My boy, Mike, died 15 years ago today (sigh). Here’s a link to a video of an interview with Mike 4 months before he died. (11 minutes).
This anniversary and attending the National Caregiving Conference last week made me think about being a caree, someone who is being cared for. My grandmother, my mother, and Mike were carees. Mike accepted his mortality but didn’t want someone to have to wipe his butt. That was a point too far. As a Holocaust survivor, my mother craved being cared for all her life, yet was deeply ambivalent until her last days. She fought for control and felt deep gratitude for a warm, kind hand. My grandmother wanted more care than she needed (in my opinion, not hers). I mostly sensed fear. I’m only just tasting being a caree.
What does it feel like to need care, to receive care, to want care? I imagine there are many continuums. A person can suddenly go from completely independent and able-bodied to completely dependent – a sudden stroke, an accident. They can inch toward dependence – a progressive disease. And anything in between. A person can have professional caregivers, “nonprofessional” caregivers, both, or none. They could be at ease with receiving care or not. Their care team could function well or not. All sliding continuums. Emotions can range from anger, fear, confusion, relief, gratitude, shame, helplessness, love, loneliness…. Even all at the same time.

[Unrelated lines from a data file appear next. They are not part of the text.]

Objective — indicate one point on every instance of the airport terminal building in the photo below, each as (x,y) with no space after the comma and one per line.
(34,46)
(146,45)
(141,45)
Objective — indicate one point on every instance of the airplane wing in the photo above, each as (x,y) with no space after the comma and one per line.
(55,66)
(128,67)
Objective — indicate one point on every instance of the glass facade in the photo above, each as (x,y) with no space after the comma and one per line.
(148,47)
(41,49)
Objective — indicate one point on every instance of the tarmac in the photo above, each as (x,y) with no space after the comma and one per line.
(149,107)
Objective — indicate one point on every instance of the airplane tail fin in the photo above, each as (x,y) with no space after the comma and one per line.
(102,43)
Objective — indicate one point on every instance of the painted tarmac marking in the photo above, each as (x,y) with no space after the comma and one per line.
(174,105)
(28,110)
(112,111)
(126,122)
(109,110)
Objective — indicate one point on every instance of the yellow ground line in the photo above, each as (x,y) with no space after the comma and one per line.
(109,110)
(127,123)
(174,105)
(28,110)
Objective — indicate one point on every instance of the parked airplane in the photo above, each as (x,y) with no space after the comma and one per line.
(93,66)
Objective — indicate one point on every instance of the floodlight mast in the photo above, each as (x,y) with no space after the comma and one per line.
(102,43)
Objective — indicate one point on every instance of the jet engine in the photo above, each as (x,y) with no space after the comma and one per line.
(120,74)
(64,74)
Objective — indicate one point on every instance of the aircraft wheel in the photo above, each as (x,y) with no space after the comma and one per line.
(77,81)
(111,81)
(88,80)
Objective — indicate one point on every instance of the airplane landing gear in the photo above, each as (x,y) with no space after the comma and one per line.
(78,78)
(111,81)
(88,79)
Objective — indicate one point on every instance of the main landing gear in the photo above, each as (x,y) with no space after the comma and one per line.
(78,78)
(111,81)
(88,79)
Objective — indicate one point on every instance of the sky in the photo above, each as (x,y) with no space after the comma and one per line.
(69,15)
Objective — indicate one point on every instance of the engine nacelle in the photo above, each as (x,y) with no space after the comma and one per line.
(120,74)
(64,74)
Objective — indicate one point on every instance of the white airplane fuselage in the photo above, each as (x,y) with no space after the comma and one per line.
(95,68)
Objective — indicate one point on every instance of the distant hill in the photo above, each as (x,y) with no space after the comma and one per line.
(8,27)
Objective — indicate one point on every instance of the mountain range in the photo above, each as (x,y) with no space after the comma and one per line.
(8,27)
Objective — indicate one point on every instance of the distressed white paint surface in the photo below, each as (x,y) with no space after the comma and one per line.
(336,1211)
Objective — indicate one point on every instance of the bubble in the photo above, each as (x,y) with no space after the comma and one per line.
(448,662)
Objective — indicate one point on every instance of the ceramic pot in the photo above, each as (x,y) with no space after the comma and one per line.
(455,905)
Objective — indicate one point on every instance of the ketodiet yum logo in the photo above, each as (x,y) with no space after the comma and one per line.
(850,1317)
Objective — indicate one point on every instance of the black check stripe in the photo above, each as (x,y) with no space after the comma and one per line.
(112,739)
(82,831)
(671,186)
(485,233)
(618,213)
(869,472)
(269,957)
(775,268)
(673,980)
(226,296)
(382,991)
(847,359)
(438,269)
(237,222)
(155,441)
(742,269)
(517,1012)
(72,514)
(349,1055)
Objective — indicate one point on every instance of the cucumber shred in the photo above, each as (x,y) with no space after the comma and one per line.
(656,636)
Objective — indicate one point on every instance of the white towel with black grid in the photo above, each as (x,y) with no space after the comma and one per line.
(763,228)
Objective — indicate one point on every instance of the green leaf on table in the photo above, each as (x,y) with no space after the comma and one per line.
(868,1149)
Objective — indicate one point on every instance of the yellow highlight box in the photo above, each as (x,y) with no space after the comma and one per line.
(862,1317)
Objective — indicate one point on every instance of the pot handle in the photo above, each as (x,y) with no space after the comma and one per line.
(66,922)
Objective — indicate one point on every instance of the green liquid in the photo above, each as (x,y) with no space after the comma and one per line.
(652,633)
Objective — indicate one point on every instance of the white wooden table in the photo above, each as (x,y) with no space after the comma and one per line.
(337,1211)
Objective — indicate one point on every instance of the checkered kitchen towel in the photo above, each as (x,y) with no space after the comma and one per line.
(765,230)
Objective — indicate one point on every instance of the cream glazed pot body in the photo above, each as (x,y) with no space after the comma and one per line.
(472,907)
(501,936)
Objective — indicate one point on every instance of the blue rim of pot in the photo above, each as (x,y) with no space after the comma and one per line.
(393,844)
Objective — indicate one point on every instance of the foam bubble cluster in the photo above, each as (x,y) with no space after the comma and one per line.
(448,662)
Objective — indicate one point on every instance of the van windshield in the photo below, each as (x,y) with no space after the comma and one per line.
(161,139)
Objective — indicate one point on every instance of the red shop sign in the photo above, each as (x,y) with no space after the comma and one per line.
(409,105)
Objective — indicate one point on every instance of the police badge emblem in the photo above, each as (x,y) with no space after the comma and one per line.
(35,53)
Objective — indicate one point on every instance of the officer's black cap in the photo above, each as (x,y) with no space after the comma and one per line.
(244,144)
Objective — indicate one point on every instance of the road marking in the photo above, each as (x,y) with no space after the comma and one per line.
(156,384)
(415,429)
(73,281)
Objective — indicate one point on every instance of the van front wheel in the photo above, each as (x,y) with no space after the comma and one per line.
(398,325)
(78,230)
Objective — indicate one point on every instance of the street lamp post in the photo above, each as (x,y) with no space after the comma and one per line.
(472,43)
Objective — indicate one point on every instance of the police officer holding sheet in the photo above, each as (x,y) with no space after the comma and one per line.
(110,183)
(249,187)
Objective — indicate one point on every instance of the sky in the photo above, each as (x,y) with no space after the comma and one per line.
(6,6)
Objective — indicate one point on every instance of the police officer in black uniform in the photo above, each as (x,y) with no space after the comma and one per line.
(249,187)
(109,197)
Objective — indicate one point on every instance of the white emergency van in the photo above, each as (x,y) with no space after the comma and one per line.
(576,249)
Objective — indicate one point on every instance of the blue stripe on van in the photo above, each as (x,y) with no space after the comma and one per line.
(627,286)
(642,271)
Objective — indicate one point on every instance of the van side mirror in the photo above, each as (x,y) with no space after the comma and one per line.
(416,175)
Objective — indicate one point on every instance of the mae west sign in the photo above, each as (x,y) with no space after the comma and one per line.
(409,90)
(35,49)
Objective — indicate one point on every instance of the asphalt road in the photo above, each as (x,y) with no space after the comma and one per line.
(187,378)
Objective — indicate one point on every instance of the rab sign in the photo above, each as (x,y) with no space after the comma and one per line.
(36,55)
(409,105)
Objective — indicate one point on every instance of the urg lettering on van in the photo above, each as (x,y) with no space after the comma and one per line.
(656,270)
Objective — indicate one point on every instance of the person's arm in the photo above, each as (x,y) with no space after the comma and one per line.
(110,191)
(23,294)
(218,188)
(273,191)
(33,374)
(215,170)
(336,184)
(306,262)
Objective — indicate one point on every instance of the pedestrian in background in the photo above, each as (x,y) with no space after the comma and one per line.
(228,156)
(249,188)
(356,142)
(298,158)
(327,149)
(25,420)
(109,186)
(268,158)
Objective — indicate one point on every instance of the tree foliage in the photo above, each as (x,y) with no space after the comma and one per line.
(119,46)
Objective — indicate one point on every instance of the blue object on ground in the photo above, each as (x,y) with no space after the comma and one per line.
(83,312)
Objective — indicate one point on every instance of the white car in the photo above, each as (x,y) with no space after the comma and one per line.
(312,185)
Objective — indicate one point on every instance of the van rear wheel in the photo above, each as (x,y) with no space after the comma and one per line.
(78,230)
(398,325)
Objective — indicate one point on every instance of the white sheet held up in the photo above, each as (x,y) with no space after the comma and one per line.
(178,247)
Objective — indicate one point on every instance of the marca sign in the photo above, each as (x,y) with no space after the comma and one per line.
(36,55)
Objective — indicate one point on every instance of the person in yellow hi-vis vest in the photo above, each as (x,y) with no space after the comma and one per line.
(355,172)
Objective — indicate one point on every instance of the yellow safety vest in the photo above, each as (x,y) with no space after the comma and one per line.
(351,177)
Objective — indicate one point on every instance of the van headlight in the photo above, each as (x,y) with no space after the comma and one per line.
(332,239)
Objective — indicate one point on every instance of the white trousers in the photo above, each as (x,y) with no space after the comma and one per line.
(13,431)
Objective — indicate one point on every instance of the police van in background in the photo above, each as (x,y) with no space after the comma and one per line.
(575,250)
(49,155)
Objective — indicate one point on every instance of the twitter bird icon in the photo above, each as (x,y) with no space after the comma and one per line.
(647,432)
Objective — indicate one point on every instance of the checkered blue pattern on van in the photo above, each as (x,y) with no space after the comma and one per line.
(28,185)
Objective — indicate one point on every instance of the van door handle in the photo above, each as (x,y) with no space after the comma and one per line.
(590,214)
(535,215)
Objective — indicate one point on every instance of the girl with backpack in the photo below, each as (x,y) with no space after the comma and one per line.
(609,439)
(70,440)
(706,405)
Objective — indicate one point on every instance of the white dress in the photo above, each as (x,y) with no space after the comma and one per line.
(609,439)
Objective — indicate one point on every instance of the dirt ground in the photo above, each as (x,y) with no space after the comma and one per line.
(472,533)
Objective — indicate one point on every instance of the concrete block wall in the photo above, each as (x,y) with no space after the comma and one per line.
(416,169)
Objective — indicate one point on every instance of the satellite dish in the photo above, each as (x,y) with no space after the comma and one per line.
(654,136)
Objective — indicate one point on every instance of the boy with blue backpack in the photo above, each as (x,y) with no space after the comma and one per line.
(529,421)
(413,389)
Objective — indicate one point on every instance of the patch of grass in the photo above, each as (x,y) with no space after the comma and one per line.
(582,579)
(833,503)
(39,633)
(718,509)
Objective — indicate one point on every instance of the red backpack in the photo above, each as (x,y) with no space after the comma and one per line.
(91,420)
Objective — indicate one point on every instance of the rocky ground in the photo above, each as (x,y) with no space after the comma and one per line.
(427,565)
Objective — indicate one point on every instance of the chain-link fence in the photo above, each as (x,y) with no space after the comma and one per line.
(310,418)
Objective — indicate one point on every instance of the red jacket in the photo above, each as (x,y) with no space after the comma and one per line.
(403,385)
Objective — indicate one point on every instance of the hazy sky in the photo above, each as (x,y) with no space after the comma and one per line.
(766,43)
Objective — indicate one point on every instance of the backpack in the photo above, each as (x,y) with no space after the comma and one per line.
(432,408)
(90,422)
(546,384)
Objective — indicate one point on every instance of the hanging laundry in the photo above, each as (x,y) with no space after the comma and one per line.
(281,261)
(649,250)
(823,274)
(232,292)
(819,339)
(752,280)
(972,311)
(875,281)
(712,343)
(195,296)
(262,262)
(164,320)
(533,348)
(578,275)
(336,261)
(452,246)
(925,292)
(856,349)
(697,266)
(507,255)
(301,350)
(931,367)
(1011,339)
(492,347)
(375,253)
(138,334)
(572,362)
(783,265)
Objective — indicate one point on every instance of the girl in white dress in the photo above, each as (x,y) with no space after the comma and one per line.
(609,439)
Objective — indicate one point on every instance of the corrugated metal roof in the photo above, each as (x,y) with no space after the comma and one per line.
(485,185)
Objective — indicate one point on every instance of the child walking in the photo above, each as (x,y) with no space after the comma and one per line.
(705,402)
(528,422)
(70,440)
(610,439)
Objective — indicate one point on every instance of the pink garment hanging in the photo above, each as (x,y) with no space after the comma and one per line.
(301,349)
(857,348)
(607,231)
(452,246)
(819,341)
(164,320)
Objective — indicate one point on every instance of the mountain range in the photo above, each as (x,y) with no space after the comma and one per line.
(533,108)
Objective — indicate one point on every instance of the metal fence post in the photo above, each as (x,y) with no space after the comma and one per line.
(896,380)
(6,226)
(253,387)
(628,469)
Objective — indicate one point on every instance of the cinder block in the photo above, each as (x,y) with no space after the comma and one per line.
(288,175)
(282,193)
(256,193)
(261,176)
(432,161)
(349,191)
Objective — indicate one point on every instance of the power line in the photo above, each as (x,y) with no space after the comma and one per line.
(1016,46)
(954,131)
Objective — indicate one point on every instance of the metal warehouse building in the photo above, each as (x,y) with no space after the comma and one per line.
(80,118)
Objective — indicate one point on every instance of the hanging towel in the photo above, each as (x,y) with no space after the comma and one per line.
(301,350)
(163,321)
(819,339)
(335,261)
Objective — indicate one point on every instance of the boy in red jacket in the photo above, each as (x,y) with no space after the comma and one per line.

I’m in touch with swallowing my pride, fear, helplessness, and gratitude. It kills me that I can’t mow the lawn, shovel snow, do my share of the chores. I freaked when I fell and couldn’t get up. My family is watchful, respectful, and helpful. I’m filled with gratitude.
Unless we die suddenly while fully functional, we will all be carees to some extent. It’s so complicated. It’s hard to receive with reckless abandon.